The media arm of MIT has been steaming garbage for years and constantly misrepresents the studies from their own researchers for clickbait.

But that aside, even though the engineering work out of MIT is solid, their economic opinions heavily reflect the fact that it’s an institution full of trust fund nepotism.

[–] qjkxbmwvz@startrek.website 0 points 1 month ago (1 children)

The grid needs to balance input and output. You can't just "throw away" power.

It's a real problem


not the "electric companies are losing money" part, but the "we need to keep the grid balanced" part.

[–] Aceticon@lemmy.world 1 points 1 month ago* (last edited 1 month ago)

That can indeed be a problem.

It is however not what the MIT guys wrote as being the problem: they quite literally said the problem with too much solar generation at peak times is that it drives prices down.

Also, curiously, the prices being driven down actually helps with the real technical problem that you point out: those consumers who can move their consumption times will tend to move them to those hours when the prices are lowest thus helping solve it. Same thing goes for investors: the more the price is pushed down at peak solar production times, the more appealing it is to invest in things like storage or even solutions with lower efficiency (such as green hydrogen or electricity transportation cables to markets less well served by solar).

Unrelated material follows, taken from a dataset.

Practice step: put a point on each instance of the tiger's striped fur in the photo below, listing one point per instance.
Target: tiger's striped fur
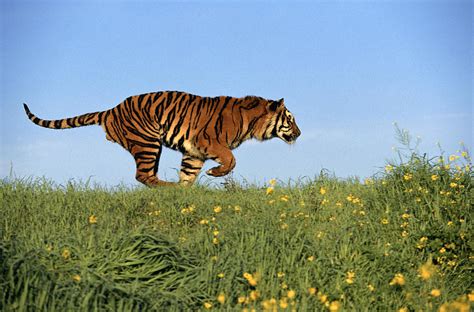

The low prices aren't the problem from a technical point of view, quite the contrary: they're an incentive to invest in solutions (which is going to employ a lot of techies, so supposedly MIT would be all in favor of it)

[–] SL3wvmnas@discuss.tchncs.de 0 points 1 month ago (1 children)

Every time someone mentions "oh no solar is producing too much energy" I think of this deranged Forbes article from a few years back.

alt-textMicrosofts billionaire founder Bill Gates is financially backing the development of sun dimming technology that would potentially......{blahblah global cooling}

[–] dual_sport_dork@lemmy.world 1 points 1 month ago

This is obviously in the context of attempting to mitigate global warming, which was caused by... you guessed it, mostly fossil fuel use.

Nobody is proposing blocking out the sun like Mr. Burns. More like reflecting a tiny percentage of solar radiation to prevent our oceans from boiling or once-in-a-century superstorms that, oh I don't know, flood the mountains of Tennessee from becoming yearly occurrences.